Bogira begins the exhaustively researched book with a portrait of Larry Bates, a 42-year-old man on probation for a minor drug offense. He’s struggling to get clean and finish up his community service requirements, but he can’t quite kick his coke addiction and find a steady job. Bates reappears throughout the book, coming back before Judge Dan Locallo a number of times for minor possession offenses. Through Bogira’s lens, Bates and other defendants like him are a choice illustration of what’s wrong with the system. Politicians’ desires to be “tough on crime” result in harsh penalties for the most minor of drug offenses, which floods the court with scores of poor minorities, who make up about 80 percent of the criminal cases heard in Cook County. Because there are so many defendants, cases are whisked through court.

As Bogira describes it, plea deals are encouraged and jury trials are discouraged; any defendants who attempt to slow the process are usually given harsher sentences. And because there’s so little attention paid to the underlying circumstances in each case (for instance, Bates spiraled into drug addiction after his wife killed their children), defendants are given few opportunities for treatment and rehabilitation and so appear back in court over and over. Simply put, justice sucks.

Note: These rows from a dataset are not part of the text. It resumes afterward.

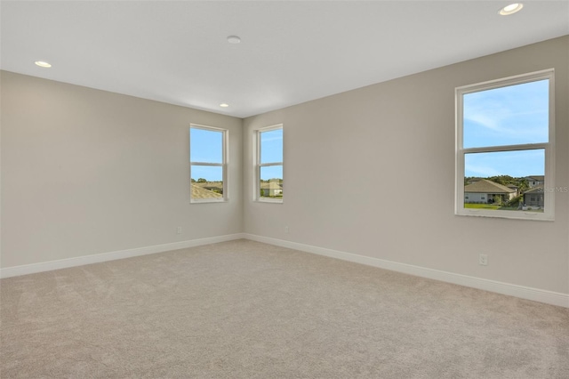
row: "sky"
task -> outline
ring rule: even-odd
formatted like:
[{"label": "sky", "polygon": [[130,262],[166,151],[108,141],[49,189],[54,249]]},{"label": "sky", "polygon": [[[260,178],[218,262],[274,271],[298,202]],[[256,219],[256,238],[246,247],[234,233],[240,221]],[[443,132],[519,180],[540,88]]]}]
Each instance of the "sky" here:
[{"label": "sky", "polygon": [[[549,80],[463,97],[463,147],[508,146],[549,141]],[[543,175],[543,149],[465,155],[465,176]]]},{"label": "sky", "polygon": [[[283,162],[283,129],[260,133],[260,163]],[[260,179],[283,179],[282,165],[260,167]]]},{"label": "sky", "polygon": [[[283,129],[261,133],[261,163],[283,162]],[[222,163],[223,133],[192,127],[189,129],[189,161]],[[192,179],[204,178],[208,181],[218,181],[223,178],[220,166],[204,166],[193,165]],[[283,166],[261,167],[260,179],[283,178]]]}]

But what’s even more depressing is the suggestion that nothing can be done about it. Bogira remains a dispassionate, neutral observer throughout the book, and unless the reader whips himself or herself into a frenzy, there’s no real anger. While there’s a lot to be said for objective reporting, a little anger is surely understandable, especially concerning cases in which the stakes are so high.

Bogira does, however, let the various players damn themselves. Locallo and the rest of the legal crew working on the side of law and order think the system, as clogged and imperfect as it is, generally works fine. When asked why drug offenders keep using, and therefore keep appearing in court, Locallo dismisses them as people who “can’t get a high out of life itself.” After one case concludes with a not guilty verdict for a defendant, the prosecutors complain that the defendant was surely guilty of something.

The defendants who march through Courtroom 302 are the usual lot of drug dealers, murderers and car thieves, hardly a batch of sympathetic characters. But Bogira goes the extra mile, maybe even an extra 10 miles, and interviews not only the defendants before, during and after their cases move through the system, but also speaks with their family members and friends. It’s these individual stories that give “Courtroom 302” its narrative power and poignancy. Like the defendants, “Courtroom 302” carries with it a sense of disappointment and hopelessness. The system is, and has been, broken for a long time, and it’ll be even longer before it’s fixed. Between now and then, we’ve got plenty of “Law & Order” reruns to watch.